Voulant ainsi servir Marie comme le servent les anges, nous veillerons à mettre, en chacune de nos démarches, la plus grande pureté d’intention. Qu’il n’y ait aucune pensée d’intérêt personnel, aucun retour sur soi. Que tout ce qui se présente, et tout ce qu’on accomplit, et tout ce qu’on endure, soit au profit de Marie. Pour elle, le mérite de notre lever fervent. Pour elle, notre recueillement du matin. Pour elle, la richesse de notre messe et de notre communion. Pour elle, ce travail qui recommence avec sa joie, ou sa peine, ou sa monotonie, et qui constitue le devoir d’état quotidien. Pour elle, pour qu’elle soit plus connue, plus aimée, plus honorée, plus glorifiée.
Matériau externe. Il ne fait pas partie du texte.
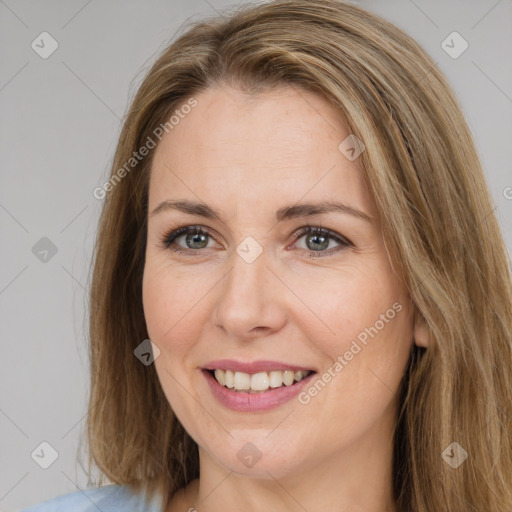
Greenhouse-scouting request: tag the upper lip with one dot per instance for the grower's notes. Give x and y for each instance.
(253, 366)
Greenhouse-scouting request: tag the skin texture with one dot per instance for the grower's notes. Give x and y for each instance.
(248, 156)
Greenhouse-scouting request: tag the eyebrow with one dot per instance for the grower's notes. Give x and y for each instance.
(285, 213)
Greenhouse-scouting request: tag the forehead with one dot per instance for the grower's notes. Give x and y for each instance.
(277, 146)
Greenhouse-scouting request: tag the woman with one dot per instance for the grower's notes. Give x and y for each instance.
(301, 297)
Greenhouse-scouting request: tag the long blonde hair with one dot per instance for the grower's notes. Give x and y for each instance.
(438, 222)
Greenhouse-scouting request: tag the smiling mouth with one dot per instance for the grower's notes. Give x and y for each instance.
(258, 382)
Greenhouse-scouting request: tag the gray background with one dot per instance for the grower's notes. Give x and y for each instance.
(60, 119)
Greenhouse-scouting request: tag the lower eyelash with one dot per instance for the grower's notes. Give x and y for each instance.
(170, 237)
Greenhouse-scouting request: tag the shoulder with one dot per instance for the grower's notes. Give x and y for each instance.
(110, 498)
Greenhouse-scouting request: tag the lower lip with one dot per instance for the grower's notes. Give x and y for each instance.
(254, 402)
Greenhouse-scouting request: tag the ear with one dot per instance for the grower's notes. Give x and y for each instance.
(421, 334)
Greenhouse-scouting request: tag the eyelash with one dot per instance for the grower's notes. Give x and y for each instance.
(169, 239)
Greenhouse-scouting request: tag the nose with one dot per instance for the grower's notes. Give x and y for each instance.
(250, 300)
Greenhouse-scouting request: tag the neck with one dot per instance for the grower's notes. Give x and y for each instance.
(358, 477)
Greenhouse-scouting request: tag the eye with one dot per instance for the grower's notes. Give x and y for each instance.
(196, 237)
(318, 239)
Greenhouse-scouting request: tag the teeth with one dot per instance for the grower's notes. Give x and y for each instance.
(261, 381)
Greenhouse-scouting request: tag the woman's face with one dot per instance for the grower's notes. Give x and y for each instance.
(260, 291)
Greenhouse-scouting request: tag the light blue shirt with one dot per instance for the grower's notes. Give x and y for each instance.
(110, 498)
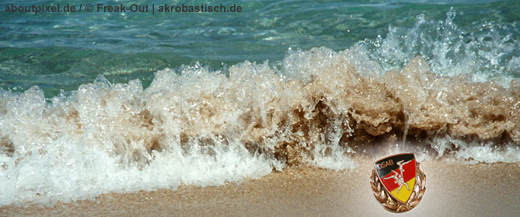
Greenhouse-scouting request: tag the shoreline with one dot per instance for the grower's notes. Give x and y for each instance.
(452, 189)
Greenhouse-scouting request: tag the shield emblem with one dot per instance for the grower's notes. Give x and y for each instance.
(397, 174)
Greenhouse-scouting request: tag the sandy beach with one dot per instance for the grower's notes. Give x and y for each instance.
(453, 189)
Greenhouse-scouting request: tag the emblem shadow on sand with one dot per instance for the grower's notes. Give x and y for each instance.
(398, 182)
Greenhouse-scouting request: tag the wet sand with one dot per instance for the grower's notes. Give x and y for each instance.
(452, 190)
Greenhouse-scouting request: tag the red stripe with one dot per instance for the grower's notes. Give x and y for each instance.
(409, 173)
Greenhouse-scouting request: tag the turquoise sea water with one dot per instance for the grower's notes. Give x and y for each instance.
(64, 50)
(100, 102)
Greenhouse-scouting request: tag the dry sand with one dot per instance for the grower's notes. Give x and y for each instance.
(452, 190)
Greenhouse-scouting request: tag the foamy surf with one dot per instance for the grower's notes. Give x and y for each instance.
(200, 126)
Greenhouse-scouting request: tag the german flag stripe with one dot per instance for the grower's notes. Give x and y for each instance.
(409, 173)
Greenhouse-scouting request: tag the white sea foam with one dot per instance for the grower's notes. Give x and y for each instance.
(194, 125)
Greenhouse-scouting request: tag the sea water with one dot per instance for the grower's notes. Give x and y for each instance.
(100, 102)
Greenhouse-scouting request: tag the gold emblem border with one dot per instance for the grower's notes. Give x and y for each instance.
(393, 205)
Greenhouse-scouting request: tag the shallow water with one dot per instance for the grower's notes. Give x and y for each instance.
(93, 103)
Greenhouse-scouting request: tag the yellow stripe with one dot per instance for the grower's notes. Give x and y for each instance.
(404, 194)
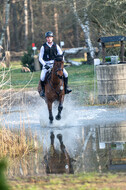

À cette pureté d’intention nous ajouterons un grand esprit de zèle, nous efforçant de rayonner Marie le plus possible autour de nous. Nous serons ses apôtres par la prière, par la souffrance, par la parole ou par la plume, par l’action missionnaire. « il faut, recommande Montfort, entreprendre et faire de grandes choses pour cette auguste souveraine » (N0 265). Il parlait d’expérience. Qui fut plus que lui l’apôtre de Marie, son prêtre de feu ? Qui lutta davantage contre les ennemis de la Vierge, contre les abus introduits dans sa Dévotion ? Qui stigmatisa, comme il l’a fait, les faux dévots à Marie ? Qui surtout gagna plus d’esclaves d’amour à la Reine des cœurs ? Suivons son exemple. Si restreint que soit notre champ d’apostolat, tous nous pouvons collaborer à cette grande chose : assurer, hâter le triomphe universel du Christ en propageant autour de nous le Règne précurseur de Marie. Le temps de ce Règne semble bien être le nôtre. « Quand viendra, interrogeait Montfort, cet heureux temps où la divine Marie sera établie Maîtresse et Souveraine dans les cœurs, pour les soumettre pleinement à l’empire de son grand et unique Jésus ? ». Et lui-même répondait : « Ce temps ne viendra que lorsqu’on connaîtra et pratiquera la dévotion que j’enseigne » (N° 217). C’est chose faite. Aujourd’hui, sa Consécration est connue, pratiquée, vécue, aimée par des âmes ferventes dans le monde entier.

Savourons donc toujours plus le bonheur de notre appartenance à la divine Mère et Maîtresse, cette grâce inappréciable de nous savoir ici-bas son vivant domaine, et dans l’heureuse obligation de fructifier à son profit, pour son Règne, pour l’honneur de la servir et de la glorifier.